Wednesday, 6 November 2019
Education (Student and Parent Charter) Bill 2019: Committee Stage
The Bill explicitly emphasises the need for early resolution. This is also not about reinventing the wheel. Many schools already engage in early resolution really well. They have their own policies in the form of their own individual charters. Each school has good practice, a good track record and good experience in ensuring issues can be addressed early before they become potentially unresolvable. In that regard, a central aim of this Bill is to ensure concerns of students or their parents are resolved quickly and informally without recourse to any formal complaints mechanism. This is clear from the explicit requirement in the Bill for the Minister to have regard for the need for schools to address and resolve concerns insofar as possible at an early stage.

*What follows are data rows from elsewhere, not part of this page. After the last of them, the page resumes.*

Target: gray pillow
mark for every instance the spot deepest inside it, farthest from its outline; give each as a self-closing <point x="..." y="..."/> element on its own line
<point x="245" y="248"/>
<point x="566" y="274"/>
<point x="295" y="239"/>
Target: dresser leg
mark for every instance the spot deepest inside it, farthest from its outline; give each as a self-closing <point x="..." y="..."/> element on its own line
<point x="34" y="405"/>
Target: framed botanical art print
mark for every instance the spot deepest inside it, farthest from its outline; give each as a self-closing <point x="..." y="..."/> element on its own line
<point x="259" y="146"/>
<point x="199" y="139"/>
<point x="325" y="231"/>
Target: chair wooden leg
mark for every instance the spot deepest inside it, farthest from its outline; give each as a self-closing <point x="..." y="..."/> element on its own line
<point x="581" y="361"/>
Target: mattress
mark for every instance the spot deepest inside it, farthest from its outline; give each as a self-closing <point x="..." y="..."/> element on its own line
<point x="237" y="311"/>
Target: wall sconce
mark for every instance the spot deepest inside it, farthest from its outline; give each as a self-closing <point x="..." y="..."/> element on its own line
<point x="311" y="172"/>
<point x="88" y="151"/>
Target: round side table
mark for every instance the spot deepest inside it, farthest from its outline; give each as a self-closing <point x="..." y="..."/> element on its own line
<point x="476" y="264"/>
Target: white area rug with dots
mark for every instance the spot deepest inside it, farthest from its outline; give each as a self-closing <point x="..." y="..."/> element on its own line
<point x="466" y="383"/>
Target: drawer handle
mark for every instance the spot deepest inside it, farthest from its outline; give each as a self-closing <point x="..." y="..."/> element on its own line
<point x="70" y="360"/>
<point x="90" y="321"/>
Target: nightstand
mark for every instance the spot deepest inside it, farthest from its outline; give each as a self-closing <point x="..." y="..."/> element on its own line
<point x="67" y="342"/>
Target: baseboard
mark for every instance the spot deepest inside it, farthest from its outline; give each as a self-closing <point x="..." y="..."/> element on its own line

The Bill's approach is that concerns must be raised initially in an informal manner with the school or relevant teacher and that they should be dealt with early and without recourse to any formal grievance or complaints procedure. Concerns, therefore, will continue to be addressed initially in this informal and practical manner by schools. However, the Bill recognises the reality that not all concerns will be resolved in this way and it therefore provides for standardised procedures to be put in place to deal with concerns that are not resolved early, for whatever reason. Accordingly, the Bill broadly envisages a two-stage approach. First, concerns are initially to be raised and dealt with informally and as early as possible. The majority of issues should be and will continue to be dealt with in this way. Second, where it is not possible to resolve an issue in this way, a grievance may be raised and dealt with through the standardised grievance procedures. The clear distinction in the Bill between initial concerns that are dealt with informally and quickly and grievances that fall to be dealt with under the grievance procedure is important and reflects the Bill's staged approach to dealing with issues.The group of amendments proposed by the Senator would conflate these separate concepts and would not work in the context of the various other provisions in the Bill. For these reasons, I cannot accept them.
I assure the Senator and the House that common sense will prevail. Quickly identifying a problem at the beginning before it becomes unresolvable will continue to be at the heart of the Bill.